Epistasis (Gene-Gene Interactions)
-
Definition: Epistasis refers to the interaction between genes where the effect of one gene is modified by one or more other genes.
-
Types:
- Bateson's Masking Model: One gene masks the effect of another gene.
- General Epistasis: More complex interactions between two loci.
-
Models for Epistasis:
- Multiplicative Interaction: Odds increase multiplicatively with certain genotypes.
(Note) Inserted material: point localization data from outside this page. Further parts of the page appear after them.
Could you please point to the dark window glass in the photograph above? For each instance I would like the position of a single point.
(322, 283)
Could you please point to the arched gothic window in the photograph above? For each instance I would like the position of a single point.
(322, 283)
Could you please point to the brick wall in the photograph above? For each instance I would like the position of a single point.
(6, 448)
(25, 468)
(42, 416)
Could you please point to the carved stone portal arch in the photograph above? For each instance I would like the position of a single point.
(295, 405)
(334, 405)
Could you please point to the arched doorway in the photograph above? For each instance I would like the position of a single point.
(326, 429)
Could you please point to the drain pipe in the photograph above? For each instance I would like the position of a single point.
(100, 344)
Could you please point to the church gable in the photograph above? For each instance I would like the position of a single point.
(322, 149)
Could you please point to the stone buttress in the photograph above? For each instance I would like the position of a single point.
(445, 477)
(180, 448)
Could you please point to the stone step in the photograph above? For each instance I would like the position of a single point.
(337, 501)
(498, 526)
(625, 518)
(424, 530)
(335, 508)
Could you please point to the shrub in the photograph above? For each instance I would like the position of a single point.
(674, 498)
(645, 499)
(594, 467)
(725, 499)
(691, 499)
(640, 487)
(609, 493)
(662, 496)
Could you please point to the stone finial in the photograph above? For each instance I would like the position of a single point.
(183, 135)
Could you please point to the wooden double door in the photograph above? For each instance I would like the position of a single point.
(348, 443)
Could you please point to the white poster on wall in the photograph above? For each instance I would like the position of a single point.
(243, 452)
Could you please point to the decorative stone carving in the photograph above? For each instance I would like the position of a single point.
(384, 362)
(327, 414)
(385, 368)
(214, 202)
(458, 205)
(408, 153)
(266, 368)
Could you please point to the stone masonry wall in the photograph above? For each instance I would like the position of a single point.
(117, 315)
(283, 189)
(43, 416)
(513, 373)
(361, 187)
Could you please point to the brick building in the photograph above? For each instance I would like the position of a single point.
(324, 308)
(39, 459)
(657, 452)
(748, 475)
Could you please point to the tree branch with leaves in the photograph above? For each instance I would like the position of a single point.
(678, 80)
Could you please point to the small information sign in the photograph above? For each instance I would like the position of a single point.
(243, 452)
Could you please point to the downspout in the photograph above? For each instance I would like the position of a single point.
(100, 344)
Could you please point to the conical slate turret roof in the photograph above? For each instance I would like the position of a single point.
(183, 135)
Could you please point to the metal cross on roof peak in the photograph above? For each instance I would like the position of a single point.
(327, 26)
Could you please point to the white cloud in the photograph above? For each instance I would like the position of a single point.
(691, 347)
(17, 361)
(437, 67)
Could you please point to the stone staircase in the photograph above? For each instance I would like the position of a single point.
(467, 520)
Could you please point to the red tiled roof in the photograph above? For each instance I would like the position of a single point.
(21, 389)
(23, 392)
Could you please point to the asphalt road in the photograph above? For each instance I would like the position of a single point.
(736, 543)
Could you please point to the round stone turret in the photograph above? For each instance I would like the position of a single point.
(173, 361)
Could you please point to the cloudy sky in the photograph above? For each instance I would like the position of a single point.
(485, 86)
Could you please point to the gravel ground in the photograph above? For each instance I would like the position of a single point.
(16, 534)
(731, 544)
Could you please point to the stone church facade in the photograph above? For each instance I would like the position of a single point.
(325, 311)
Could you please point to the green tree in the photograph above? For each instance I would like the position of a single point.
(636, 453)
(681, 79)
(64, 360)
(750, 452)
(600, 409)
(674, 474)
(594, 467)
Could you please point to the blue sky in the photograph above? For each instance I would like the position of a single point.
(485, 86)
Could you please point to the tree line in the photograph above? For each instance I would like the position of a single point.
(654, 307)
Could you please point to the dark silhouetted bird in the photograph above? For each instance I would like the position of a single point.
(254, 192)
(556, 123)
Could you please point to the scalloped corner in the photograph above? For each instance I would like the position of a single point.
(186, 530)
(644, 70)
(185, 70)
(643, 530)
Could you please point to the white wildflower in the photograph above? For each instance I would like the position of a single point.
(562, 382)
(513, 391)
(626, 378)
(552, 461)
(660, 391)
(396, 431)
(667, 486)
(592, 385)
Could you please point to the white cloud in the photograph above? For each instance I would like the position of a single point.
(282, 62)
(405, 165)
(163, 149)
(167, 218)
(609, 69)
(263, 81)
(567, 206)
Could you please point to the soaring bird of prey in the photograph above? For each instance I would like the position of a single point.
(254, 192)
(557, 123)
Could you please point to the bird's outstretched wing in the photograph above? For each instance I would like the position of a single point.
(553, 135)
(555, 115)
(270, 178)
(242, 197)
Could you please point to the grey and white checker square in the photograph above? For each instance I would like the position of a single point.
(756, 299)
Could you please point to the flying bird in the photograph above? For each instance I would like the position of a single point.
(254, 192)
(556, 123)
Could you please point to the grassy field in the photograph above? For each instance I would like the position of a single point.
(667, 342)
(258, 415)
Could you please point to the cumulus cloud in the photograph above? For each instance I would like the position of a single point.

- Threshold Model: Interaction only manifests when both loci contain disease-associated alleles.
-
Applications: Epistasis is often cited as one explanation for the missing heritability of complex traits, such as breast cancer, where gene interactions affect disease risk.
Bottlenecks in Two-Locus Mapping
-
Scale: The large number of single nucleotide polymorphisms (SNPs), typically \( 10^5 - 10^7 \), leads to considering an enormous number of SNP pairs (~\( 10^{10} - 10^{14} \)).
-
Challenges:
- Multiple hypothesis testing.
- Long computational runtimes.
-
Approaches:
- Exhaustive Enumeration: Requires specialized hardware like GPUs.
- Filtering Methods: Prioritize SNPs based on statistical criteria (e.g., large main effects) or biological criteria (e.g., protein-protein interactions).
Conclusion and Future Directions
- Data mining techniques in computational biology have advanced significantly, providing methods for predicting deleteriousness, phenotypic traits, and uncovering gene interactions.
- Major challenges still include avoiding overfitting, managing small sample sizes, and handling the computational burden of analyzing vast genetic datasets.